Esse procedimento, que possui um caráter foucaultiano muito particular, mas que deriva da tradição francesa de história das ciências, a chamada epistemologia histórica, é o que nos orienta neste trabalho. Nossa proposta é investigar o conceito de informação em um dos seus lugares eminentes de aparecimento: a Ciência da Informação, identificar o que lhe caracteriza e possibilita o seu funcionamento dentro dessa área de saber, de maneira a demarcar suas diferenças e proximidades com conceitos que o precederam.

Dito de outra forma, realizaremos uma história da informação, tomando um dos marcos desse processo histórico – a proposição de uma ciência especificamente dedicada a esse objeto – como principal material de trabalho.

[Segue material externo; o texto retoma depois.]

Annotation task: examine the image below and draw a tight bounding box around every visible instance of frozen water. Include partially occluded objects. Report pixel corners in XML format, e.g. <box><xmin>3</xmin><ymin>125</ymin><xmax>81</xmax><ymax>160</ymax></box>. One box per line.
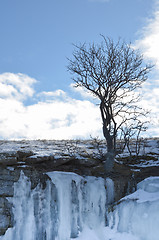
<box><xmin>1</xmin><ymin>171</ymin><xmax>159</xmax><ymax>240</ymax></box>
<box><xmin>1</xmin><ymin>171</ymin><xmax>59</xmax><ymax>240</ymax></box>
<box><xmin>0</xmin><ymin>171</ymin><xmax>114</xmax><ymax>240</ymax></box>
<box><xmin>47</xmin><ymin>172</ymin><xmax>109</xmax><ymax>239</ymax></box>
<box><xmin>108</xmin><ymin>177</ymin><xmax>159</xmax><ymax>240</ymax></box>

Essa empreitada implica inquirir a história de formação da área, observar como se relaciona o conceito de informação da CI com as bases nocionais de saberes precedentes, como os que desaguam nela, Biblioteconomia e Documentação, e sugere analisar aquilo que, no conceito, não é meramente conceitual – seus enraízamos e expressões sociais, seja no vínculo a projetos políticos, seja na forma pela qual produz sujeitos de acordo com suas exigências internas. Entendemos que, para dar conta do acontecimento que é a informação em nossa época, para entender o que fez e garante sua hegemonia até hoje, é preciso considerá-la por suas faces epistemológica, social e ética, como modo de construir o saber, fazer sociedade, decidir como viver.

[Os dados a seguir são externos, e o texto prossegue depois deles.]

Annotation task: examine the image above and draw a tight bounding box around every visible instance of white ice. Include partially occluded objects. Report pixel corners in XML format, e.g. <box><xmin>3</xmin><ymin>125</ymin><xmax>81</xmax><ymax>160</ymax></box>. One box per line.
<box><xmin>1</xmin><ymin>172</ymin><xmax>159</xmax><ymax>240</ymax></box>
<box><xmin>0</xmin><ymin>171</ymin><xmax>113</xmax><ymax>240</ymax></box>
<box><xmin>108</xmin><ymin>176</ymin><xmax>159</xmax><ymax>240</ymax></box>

Essas diretivas e expectativas de pesquisa serão postas à prova em um confronto com os estudos históricos já produzidos nessa problemática e com textos que possam ser nossas “testemunhas” das rupturas ou das continuidades de época a época, como o poderão ser os livros fundantes da Ciência da Informação e campos correlatos. Assim, o projeto tem a forma de uma pesquisa bibliográfica, com base em revisão, levantamento e análise de materiais textuais. Além das análises proporcionados pelo material compilado, também pretendemos, para abrir rotas de debate, fazer dialogar os nossos achados com Foucault – as noções de episteme, dispositivo, poder-saber, subjetivação serão úteis para tal.

Contribuições possíveis deste trabalho são uma nova ótica sobre o desenvolvimento da Ciência da Informação, em sua relação com outras ciências e o saber em geral, projetos político-sociais e a ética. O projeto também pode se distinguir pela sua aplicação tanto dos métodos foucaultianos como a arqueologia e a genealogia quanto da epistemologia histórica; com efeito, como não há, nesses casos, algo como uma metodologia fechada e um manual de instruções, construíremos nossa versão dessas práticas na medida em que as praticamos. Esta tese será a feitura de um método e a exibição da sua fatura.